B5: Replace per-iteration `lines[..mid].join("\n")` in the binary search
with a single pre-joined string and byte-offset index. Each iteration
now slices from the joined string instead of allocating O(mid) work,
reducing total allocation from O(N log N) to O(N).

Also adds 3 new unit tests for the known_token_count parameter and a
dedicated criterion benchmark group for truncation at 100-5000 lines.
language: Language,
token_budget: usize,
count_tokens: F,
known_token_count: Option<usize>,
Copy link
Owner Author

Choose a reason for hiding this comment

The reason will be displayed to describe this comment to others. Learn more.

Issue: Public API signature change breaks backward compatibility

The function truncate_to_token_budget is exported publicly via pub use in lib.rs (line 41). Adding this known_token_count: Option<usize> parameter changes the signature from 4 to 5 arguments, which is a breaking change for external consumers of rskim-core on crates.io.

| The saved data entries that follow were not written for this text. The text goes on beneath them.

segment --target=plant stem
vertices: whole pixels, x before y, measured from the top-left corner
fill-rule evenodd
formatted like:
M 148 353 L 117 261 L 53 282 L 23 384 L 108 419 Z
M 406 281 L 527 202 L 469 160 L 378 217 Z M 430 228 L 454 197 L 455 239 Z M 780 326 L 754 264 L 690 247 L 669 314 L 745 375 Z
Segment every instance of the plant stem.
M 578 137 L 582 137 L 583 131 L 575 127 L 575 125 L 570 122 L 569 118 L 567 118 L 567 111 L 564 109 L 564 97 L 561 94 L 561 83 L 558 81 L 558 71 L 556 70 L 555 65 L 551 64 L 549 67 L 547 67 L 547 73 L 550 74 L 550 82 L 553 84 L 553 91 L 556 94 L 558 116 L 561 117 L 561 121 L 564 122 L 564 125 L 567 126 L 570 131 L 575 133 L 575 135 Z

Recommended fix (choose one):

Option A - Backward-compatible wrapper (preferred):
Keep the 4-param public API and create a new 5-param variant truncate_to_token_budget_with_hint(). Have the 4-param version call the 5-param with None.

Option B - Make it internal:
If external consumers aren't intended, reduce visibility to pub(crate) and remove the pub use from lib.rs:41.

Since rskim-core is published on crates.io, this needs to be addressed before merge.


Reviewed by: Architecture & Regression (HIGH, 90% confidence)

Language::TypeScript,
*budget,
word_count,
None,
Copy link
Owner Author

Choose a reason for hiding this comment

The reason will be displayed to describe this comment to others. Learn more.

Issue: Benchmark doesn't test the Some(count) optimization path (B4)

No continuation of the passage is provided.